What Do Recessions Mean for Market Research and Industry Analysis?

Date Published: November 15, 2019
The industry analyst business makes its living providing guidance on where companies will find potential opportunities for products and services. Reports produced by analysts and market research firms generally conclude that “X” industry will grow as some % CAGR over Y number of years and will be worth some large pile of money at some point. The messaging usually leads with note of a large market opportunity at some point in the future. The formula mostly works as companies are happy to purchase the products that validate business plans and industry messaging. But what happens when conditions change?
At this time of writing, the global economy is showing signs of distress. Various key indices are flashing warning signs left and right due to a host of issues including governmental trade spats, central bank actions to prolong a tired “expansion”, business cycle pressures and shifting technology landscape. Regardless of the impetuses though, once the slowdowns happen, how do the practitioners transition their operations, product offerings and messaging to reflect the changing times? Can they get ahead of it in time before it happens?
Transition Issues
Shifting from optimism to reality. Analysts have a tendency to play a role of Pollyanna for clients, i.e., looking for the positive. Optimism bias is another aspect to this condition since research businesses rely upon the positive to produce findings and opinions that mirror the hopes of their clients. After all, no one, aside from the doom and gloom crowd, short sellers and opposition political parties, who wants to have a downturn?
There are also the analysts who have fallen hard for the technologies and markets they have been covering and don’t easily shift from a positive outlook. Perhaps they believe in the value propositions of the technologies or they simply see the trends as unstoppable. More advocate than analyst, they miss the contraindicators which leaves them looking foolish when the music stops.
Tightened spending and suspicion. When conditions begin to worsen companies adopt a far more defensive posture and as such simply curtail spending. There is also the realization that the market research business has been providing then with roadmaps for riches that are not materializing. Those reports selling opportunities are met with far more skepticism.
Messaging. When times are good the story is usually positive. The markets are seemingly robust, or soon will be, and growth is positive for the next several years. As no one can predict the next downturn it makes sense to just pick a growth rate and adjust for some believability factor. Yet, when the market turns the firm cannot keep telling everyone that things are great or talking about what is going to happen in five years, the customer base isn’t buying it. But confirming that things aren’t a robust or even negative isn’t likely to convince anyone to spend.

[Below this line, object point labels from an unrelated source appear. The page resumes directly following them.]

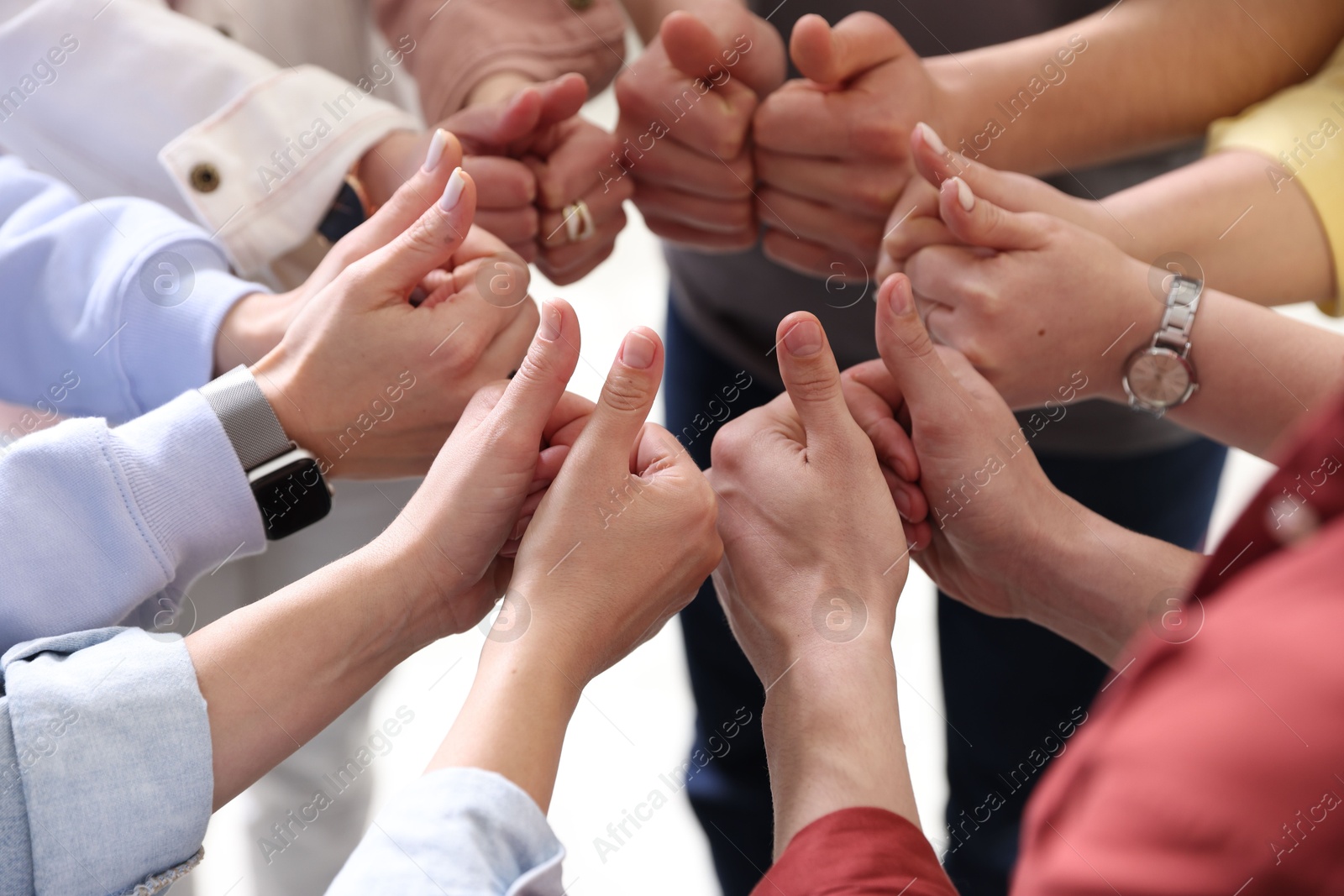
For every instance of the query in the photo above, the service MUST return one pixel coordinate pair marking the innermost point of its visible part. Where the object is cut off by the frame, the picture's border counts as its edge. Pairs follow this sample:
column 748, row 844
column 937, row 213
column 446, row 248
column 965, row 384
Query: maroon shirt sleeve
column 858, row 852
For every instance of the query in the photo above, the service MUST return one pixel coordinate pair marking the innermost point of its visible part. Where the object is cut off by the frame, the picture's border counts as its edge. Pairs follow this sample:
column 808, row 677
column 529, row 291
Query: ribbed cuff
column 118, row 785
column 190, row 492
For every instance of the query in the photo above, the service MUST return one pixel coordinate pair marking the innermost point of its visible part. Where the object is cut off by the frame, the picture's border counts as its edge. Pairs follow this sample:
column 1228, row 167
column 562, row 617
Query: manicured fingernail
column 900, row 298
column 964, row 195
column 550, row 322
column 638, row 351
column 454, row 192
column 932, row 137
column 804, row 338
column 436, row 149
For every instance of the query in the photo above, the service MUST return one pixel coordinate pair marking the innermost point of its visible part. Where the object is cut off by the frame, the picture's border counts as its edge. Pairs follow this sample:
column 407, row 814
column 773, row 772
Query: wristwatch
column 1162, row 376
column 286, row 479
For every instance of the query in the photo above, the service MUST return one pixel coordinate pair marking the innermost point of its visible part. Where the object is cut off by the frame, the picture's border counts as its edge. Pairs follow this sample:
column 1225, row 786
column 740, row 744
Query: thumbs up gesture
column 832, row 147
column 685, row 114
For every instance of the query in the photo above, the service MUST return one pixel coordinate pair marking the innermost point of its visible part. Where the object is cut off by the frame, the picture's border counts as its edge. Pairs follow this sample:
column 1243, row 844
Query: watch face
column 1159, row 378
column 292, row 497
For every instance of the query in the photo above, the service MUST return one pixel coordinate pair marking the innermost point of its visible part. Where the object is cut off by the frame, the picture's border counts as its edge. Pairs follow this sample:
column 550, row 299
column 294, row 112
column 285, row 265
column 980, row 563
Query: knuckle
column 625, row 392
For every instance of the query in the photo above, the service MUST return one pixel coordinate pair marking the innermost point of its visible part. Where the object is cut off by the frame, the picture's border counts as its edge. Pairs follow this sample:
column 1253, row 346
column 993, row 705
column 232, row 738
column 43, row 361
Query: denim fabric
column 107, row 777
column 457, row 832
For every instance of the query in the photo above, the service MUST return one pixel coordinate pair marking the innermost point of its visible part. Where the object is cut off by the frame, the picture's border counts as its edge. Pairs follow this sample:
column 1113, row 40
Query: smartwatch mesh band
column 248, row 418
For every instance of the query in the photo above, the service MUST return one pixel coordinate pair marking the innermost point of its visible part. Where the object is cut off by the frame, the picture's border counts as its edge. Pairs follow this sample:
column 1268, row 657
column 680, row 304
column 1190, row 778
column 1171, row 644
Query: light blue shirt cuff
column 457, row 831
column 112, row 743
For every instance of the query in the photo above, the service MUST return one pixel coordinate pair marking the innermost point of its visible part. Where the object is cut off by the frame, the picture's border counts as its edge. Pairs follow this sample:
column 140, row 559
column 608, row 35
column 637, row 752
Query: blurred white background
column 635, row 721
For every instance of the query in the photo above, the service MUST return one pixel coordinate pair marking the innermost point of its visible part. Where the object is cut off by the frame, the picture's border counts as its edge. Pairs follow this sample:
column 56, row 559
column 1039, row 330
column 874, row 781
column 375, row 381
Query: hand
column 541, row 130
column 914, row 222
column 488, row 479
column 813, row 547
column 622, row 540
column 1046, row 311
column 685, row 113
column 831, row 147
column 369, row 380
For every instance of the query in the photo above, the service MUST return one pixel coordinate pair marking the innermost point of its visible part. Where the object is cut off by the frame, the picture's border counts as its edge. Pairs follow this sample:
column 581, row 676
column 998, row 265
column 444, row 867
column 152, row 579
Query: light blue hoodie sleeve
column 107, row 309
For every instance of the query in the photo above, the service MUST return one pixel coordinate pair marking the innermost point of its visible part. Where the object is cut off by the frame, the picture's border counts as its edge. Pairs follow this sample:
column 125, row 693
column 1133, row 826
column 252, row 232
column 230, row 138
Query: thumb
column 979, row 222
column 835, row 55
column 625, row 401
column 531, row 398
column 909, row 352
column 811, row 375
column 429, row 242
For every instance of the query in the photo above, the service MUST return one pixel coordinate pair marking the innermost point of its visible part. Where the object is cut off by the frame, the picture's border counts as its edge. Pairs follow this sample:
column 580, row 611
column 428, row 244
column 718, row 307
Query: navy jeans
column 1008, row 684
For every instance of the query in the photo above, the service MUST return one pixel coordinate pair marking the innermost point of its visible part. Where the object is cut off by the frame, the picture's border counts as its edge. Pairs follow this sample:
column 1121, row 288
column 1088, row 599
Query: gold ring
column 578, row 222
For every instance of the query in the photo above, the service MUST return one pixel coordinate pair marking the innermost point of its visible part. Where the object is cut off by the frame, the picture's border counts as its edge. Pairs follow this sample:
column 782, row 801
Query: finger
column 907, row 351
column 979, row 222
column 407, row 203
column 669, row 163
column 878, row 421
column 541, row 379
column 495, row 125
column 810, row 374
column 820, row 223
column 703, row 241
column 858, row 186
column 837, row 268
column 625, row 401
column 571, row 170
column 429, row 242
column 835, row 55
column 714, row 215
column 561, row 98
column 571, row 264
column 602, row 207
column 806, row 120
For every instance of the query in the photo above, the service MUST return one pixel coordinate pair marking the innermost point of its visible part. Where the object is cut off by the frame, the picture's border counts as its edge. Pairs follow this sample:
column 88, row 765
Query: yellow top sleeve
column 1301, row 128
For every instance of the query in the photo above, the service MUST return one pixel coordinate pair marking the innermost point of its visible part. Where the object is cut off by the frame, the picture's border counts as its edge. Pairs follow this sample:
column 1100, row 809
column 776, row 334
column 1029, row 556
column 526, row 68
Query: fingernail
column 932, row 137
column 436, row 149
column 964, row 195
column 454, row 192
column 638, row 351
column 550, row 322
column 804, row 338
column 898, row 298
column 902, row 504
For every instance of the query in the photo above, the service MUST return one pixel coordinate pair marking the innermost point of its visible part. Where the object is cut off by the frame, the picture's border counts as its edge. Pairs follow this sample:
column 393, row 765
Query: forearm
column 1258, row 371
column 277, row 672
column 514, row 720
column 832, row 734
column 1135, row 86
column 1253, row 235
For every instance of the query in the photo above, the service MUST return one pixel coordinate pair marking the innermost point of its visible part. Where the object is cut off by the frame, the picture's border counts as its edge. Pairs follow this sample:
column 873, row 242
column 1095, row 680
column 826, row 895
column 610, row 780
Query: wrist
column 497, row 87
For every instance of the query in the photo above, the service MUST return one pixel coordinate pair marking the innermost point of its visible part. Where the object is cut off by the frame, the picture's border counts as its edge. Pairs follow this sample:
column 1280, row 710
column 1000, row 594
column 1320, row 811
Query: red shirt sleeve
column 858, row 852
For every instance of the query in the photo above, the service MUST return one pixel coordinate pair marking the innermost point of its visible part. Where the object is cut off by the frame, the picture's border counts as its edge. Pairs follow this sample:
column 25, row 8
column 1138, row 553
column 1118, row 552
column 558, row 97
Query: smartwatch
column 1162, row 376
column 286, row 479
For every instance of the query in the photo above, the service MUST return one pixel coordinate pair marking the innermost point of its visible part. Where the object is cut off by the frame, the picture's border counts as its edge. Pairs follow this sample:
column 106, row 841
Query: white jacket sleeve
column 97, row 521
column 107, row 309
column 132, row 98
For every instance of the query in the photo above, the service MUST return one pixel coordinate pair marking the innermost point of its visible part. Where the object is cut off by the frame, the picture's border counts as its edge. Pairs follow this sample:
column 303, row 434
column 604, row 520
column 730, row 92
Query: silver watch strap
column 248, row 418
column 1182, row 302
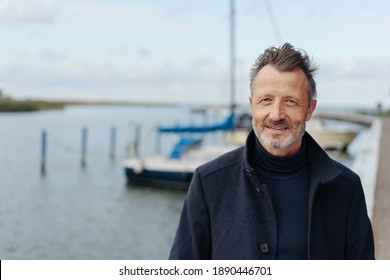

Product mix no longer suitable. Expensive services and reports are an easier sell when conditions are good, and optimism abounds. When markets tighten decisions take longer, additional layers of approval often required, skipping this year’s data update vs annual purchase is common decision by clients. And endless growth numbers I must again say, aren’t
Competitive landscape changes. You can expect that there will be new people entering the markets as they are released from their firms or deciding to start up a practice after being in industry. You can also expect that you will have a smaller market to draw revenues from as companies fold, merge or are purchased.
Plenty of other issues to resolve including personnel, market coverage, partnering, outsourcing, finding new markets, new messaging strategies and the like. And there is the process of painful cost reductions, potential laying off staff and for principals, tightening their own belts.
Every market goes through cycles, but it has been quite some time since the last time we saw a recession. Can’t predict when it will happen but as the foundation for one has been set, isn’t it time to start thinking ahead for when it does?